Lo ha affermato ieri al Pirellone il consigliere del ministro dell'economia Piercarlo Padoan, Vieri Ceriani, illustrando i passi ancora da fare prima che l'accordo diventi realtà.
"È un documento politico che indica la direzione di marcia" ha affermato Ceriani, sottolineando che l'accordo dovrà ancora essere ratificato in Parlamento, dove verranno definite le modalità con cui tassare i frontalieri.
Il nuovo regime fiscale per i frontalieri in ogni caso entrerà in vigore solo dopo l'attuazione dello scambio automatico, quindi dal 2018. E lo farà in maniera graduale: "Penso a dieci-quindici anni, ma sarà il Parlamento a definirlo" ha spiegato Ceriani.
Il quale ha tenuto a rassicurare i frontalieri. "In media nel 2018, quando entrerà in vigore l’accordo, non pagheranno né più né meno di quello che pagano oggi" ha dichiarato, invitando a non terrorizzare i lavoratori con immotivati gridi d'allarme.

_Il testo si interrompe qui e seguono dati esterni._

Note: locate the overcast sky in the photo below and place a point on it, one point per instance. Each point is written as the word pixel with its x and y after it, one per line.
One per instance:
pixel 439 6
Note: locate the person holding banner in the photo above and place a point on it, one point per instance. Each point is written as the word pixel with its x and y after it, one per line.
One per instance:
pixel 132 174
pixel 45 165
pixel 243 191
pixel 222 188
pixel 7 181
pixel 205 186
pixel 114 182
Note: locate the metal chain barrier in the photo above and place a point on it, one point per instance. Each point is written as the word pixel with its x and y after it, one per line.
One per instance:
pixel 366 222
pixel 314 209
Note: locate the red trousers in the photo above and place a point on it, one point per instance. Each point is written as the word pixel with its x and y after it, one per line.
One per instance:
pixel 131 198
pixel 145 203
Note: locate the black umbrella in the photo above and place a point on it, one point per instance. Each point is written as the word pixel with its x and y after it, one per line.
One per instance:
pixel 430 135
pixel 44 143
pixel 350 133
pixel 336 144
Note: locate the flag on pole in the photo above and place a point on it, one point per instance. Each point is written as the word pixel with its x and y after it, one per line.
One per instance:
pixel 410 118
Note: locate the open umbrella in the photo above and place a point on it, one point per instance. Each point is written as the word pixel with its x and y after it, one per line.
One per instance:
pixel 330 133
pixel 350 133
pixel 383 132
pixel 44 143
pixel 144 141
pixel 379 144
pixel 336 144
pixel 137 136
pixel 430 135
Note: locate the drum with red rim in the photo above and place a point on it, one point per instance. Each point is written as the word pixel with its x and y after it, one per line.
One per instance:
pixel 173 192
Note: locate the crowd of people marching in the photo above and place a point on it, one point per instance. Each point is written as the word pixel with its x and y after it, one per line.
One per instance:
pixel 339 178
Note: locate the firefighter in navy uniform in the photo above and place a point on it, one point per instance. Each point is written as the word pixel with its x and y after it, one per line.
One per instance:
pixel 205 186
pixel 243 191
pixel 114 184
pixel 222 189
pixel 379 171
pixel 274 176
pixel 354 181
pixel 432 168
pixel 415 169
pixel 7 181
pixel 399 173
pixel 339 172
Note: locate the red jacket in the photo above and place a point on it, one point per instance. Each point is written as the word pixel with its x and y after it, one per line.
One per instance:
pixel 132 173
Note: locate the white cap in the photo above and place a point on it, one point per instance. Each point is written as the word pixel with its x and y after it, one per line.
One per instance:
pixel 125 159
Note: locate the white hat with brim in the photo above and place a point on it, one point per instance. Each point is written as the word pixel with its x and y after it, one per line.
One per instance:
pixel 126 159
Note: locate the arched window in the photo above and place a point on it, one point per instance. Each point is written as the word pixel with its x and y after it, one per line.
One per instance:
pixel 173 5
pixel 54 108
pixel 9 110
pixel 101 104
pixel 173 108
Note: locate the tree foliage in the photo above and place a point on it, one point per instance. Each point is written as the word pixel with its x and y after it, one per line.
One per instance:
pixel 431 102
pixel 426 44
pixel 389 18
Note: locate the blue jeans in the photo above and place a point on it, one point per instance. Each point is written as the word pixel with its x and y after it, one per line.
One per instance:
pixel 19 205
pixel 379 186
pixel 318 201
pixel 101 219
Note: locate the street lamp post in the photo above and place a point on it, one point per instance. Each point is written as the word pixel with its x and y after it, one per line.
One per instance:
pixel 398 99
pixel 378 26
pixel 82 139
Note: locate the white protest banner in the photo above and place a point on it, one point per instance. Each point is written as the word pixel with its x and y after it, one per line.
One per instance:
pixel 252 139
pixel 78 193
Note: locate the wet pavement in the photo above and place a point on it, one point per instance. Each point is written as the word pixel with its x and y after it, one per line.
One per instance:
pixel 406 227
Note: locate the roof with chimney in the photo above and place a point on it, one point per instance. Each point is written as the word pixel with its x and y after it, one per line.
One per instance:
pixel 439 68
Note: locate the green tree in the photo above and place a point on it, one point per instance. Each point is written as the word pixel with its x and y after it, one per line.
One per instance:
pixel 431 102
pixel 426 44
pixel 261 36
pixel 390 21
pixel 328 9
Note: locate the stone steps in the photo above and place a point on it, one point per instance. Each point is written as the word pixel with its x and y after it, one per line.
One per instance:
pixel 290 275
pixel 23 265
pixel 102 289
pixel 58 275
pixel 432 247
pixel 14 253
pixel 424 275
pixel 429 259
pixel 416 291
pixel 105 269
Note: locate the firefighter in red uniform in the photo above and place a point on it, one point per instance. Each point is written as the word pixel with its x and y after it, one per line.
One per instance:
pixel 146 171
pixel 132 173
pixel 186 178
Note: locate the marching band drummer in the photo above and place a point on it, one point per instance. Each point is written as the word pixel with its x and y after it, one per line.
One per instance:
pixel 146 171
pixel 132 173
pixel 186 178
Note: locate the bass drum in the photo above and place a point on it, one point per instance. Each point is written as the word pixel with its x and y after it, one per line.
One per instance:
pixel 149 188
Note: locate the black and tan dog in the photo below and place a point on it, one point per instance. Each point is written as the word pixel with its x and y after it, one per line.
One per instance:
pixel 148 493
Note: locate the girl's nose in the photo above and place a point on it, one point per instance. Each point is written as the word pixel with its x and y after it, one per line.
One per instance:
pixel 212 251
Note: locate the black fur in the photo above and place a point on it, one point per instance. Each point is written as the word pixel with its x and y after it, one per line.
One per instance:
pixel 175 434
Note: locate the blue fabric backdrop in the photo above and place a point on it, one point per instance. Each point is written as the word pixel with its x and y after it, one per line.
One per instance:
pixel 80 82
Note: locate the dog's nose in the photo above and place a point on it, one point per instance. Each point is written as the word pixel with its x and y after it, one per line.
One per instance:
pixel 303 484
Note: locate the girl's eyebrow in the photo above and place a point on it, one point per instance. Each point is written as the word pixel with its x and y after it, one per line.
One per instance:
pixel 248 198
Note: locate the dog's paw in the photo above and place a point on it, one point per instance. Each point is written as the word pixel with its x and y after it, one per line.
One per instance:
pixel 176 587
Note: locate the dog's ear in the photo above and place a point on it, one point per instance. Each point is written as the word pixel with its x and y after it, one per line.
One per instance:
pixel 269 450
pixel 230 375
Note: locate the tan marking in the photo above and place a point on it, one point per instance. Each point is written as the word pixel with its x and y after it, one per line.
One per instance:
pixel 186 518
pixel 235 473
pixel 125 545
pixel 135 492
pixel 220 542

"Non devono esserci equivoci su questo tema, per non spaventare i lavoratori" ha sottolineato Ceriani, "l’aumento del prelievo da parte della Svizzera non è a spese del lavoratore, ma è lo Stato italiano che paga qualcosa alla Svizzera in un rapporto di redistribuzione tra Roma e Berna."
Nessun cambiamento, quindi, per i frontalieri e per i loro comuni di residenza. L'accordo, ha spiegato Ceriani, serve soprattutto per "svelenire il clima di tensione che si è creato tra due comunità che sono molto vicine sotto diversi punti di vista, riportandolo alla normalità di rapporti."